D’une vision commune, et se basant sur la résolution 1325 des Nations unies, les participantes demandent le respect des conventions et engagements relatifs à la participation effective des femmes et des jeunes filles dans les processus de paix. Elles souhaitent également que les besoins prioritaires des femmes et des jeunes filles soient pris en compte dans ces processus.
Dorcas Shabani, coordonnatrice de l’organisation Ladies and Future, a rappelé que la résolution 2250 demande l’inclusion des jeunes dans les processus de paix, avec une égalité de genre, tout comme la résolution 1325.
« Les filles et les femmes savent ce qu’elles traversent dans leurs communautés. Au-delà d’être victimes, elles jouent également un rôle de médiatrices dans les conflits »,
a-t-elle déclaré.
De son côté, Joëlle Bahali, de l’ASBL Redonnons le sourire à la femme vivant avec handicap, a plaidé pour l’implication dans les processus de paix non seulement des jeunes filles, mais aussi des jeunes filles vivant avec handicap.
« Si la fille handicapée fait partie du processus de paix, cela renforcera sa confiance en soi, mais aussi celle de toutes les autres filles et femmes handicapées »,
a-t-elle affirmé.
« Lorsque la femme est partie prenante dans la recherche de la paix, celle-ci ne peut être que durable. La femme connaît les réalités de la communauté et elle est impliquée dans tous les domaines de la vie dans son milieu »,
a ajouté Madame Kavira Marceline Yeye, présidente du conseil d’administration du Programme d’Assistance et de Protection des Personnes Handicapées (PAPH) à Goma.

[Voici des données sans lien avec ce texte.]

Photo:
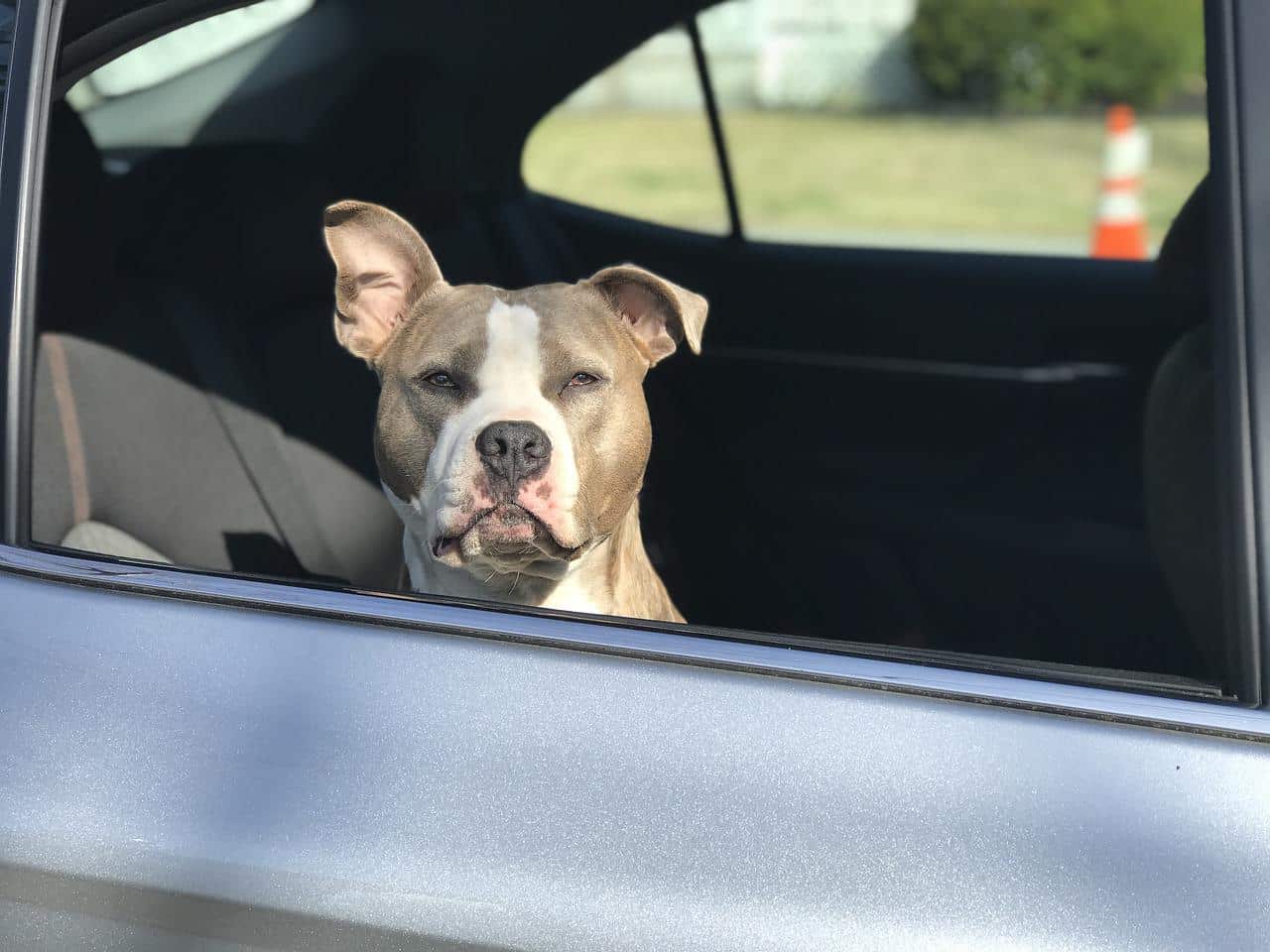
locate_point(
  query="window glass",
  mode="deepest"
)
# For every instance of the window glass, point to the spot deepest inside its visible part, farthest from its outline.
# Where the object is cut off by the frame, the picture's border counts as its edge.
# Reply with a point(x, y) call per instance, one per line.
point(635, 141)
point(173, 54)
point(952, 125)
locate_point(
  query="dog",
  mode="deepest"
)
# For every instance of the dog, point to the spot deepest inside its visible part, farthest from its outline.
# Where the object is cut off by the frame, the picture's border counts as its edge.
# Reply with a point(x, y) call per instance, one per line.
point(512, 431)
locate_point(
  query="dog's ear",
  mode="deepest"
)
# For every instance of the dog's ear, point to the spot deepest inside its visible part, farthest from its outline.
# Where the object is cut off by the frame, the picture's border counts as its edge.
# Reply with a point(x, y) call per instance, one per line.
point(381, 268)
point(658, 312)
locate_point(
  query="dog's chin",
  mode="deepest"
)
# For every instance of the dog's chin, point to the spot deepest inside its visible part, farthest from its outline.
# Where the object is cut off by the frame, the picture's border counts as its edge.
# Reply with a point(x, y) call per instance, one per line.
point(504, 539)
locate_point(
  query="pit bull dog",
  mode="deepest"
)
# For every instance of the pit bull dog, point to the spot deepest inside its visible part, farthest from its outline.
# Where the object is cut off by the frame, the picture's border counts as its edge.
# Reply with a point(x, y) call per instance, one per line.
point(512, 430)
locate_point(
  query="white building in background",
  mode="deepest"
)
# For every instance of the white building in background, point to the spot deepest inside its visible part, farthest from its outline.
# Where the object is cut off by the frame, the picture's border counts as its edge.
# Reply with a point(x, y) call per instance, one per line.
point(772, 54)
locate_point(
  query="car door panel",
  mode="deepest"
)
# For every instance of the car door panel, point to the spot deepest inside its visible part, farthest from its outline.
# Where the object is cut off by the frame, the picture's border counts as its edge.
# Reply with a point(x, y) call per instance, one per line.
point(296, 782)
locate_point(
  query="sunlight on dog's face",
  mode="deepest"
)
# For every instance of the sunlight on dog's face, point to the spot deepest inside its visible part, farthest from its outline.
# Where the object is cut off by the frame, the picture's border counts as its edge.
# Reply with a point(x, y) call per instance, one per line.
point(512, 429)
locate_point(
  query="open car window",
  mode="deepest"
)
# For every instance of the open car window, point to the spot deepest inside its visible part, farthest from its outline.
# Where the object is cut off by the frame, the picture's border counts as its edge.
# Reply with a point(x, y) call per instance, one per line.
point(810, 348)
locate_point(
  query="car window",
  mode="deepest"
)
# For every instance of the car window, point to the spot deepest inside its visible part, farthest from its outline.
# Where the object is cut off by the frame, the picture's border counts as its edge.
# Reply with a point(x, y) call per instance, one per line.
point(939, 125)
point(643, 134)
point(173, 54)
point(965, 454)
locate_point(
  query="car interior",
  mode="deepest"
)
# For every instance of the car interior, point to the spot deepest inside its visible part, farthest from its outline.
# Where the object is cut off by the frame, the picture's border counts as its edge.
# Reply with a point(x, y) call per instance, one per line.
point(930, 454)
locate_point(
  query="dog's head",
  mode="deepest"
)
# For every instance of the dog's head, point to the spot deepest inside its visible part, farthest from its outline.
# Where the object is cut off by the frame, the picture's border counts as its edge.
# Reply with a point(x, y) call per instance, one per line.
point(512, 430)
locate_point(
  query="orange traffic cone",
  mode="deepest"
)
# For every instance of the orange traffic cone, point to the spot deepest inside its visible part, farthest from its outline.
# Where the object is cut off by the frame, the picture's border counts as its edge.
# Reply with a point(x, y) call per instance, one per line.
point(1121, 227)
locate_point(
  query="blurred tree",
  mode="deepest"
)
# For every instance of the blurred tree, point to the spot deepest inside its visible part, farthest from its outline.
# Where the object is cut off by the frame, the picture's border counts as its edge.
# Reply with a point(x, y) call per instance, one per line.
point(1058, 54)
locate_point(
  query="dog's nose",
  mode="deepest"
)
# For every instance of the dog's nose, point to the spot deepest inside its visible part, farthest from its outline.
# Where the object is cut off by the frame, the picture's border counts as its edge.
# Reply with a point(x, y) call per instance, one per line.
point(513, 451)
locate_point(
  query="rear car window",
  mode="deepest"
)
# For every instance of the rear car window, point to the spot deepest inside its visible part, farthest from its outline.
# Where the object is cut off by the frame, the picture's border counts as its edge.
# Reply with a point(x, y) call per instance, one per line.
point(961, 457)
point(185, 49)
point(643, 127)
point(942, 126)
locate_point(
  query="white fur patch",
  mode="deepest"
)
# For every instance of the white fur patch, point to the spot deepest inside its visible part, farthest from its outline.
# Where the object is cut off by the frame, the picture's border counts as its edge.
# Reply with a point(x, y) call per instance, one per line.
point(508, 388)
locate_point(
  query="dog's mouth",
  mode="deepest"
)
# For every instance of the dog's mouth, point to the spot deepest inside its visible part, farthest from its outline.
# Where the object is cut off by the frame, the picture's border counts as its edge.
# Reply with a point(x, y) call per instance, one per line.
point(507, 531)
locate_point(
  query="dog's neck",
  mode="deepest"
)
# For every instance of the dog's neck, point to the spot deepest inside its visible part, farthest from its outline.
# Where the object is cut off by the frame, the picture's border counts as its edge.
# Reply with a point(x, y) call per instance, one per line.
point(613, 578)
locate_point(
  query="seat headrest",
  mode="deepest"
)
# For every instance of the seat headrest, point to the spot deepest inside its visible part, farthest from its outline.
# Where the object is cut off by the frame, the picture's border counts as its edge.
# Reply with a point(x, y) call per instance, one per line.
point(232, 216)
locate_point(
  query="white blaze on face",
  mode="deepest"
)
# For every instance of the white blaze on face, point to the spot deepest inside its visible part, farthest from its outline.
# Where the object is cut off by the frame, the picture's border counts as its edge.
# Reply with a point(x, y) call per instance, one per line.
point(508, 388)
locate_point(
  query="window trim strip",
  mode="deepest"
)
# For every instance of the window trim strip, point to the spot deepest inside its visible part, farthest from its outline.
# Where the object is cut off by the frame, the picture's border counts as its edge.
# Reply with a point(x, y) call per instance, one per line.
point(729, 189)
point(654, 643)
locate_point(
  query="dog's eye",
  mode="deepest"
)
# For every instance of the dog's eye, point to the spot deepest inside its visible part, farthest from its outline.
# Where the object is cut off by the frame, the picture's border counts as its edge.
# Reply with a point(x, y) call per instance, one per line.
point(440, 379)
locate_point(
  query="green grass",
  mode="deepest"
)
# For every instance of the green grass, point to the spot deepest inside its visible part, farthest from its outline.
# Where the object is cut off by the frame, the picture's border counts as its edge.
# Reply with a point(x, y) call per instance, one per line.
point(826, 177)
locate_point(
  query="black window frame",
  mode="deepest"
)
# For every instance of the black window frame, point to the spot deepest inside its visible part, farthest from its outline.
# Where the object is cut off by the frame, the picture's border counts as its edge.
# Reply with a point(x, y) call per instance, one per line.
point(1243, 347)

Selon les recherches présentées, Madame Mululu Rachel, point focal de l’AFEM à Goma, souligne que 80 000 cas de violences sexuelles faites aux femmes ont été documentés pour l’année 2025. Cette situation, selon elle, est également liée à la faible participation des femmes dans la recherche de solutions aux problèmes qui les concernent.
Cette activité s’inscrit dans le cadre du projet « Inclusion des femmes et des jeunes filles pour une paix féministe et durable dans l’Est de la République démocratique du Congo », financé par la coopération suédoise à travers le programme Impact de Kvinna Till Kvinna.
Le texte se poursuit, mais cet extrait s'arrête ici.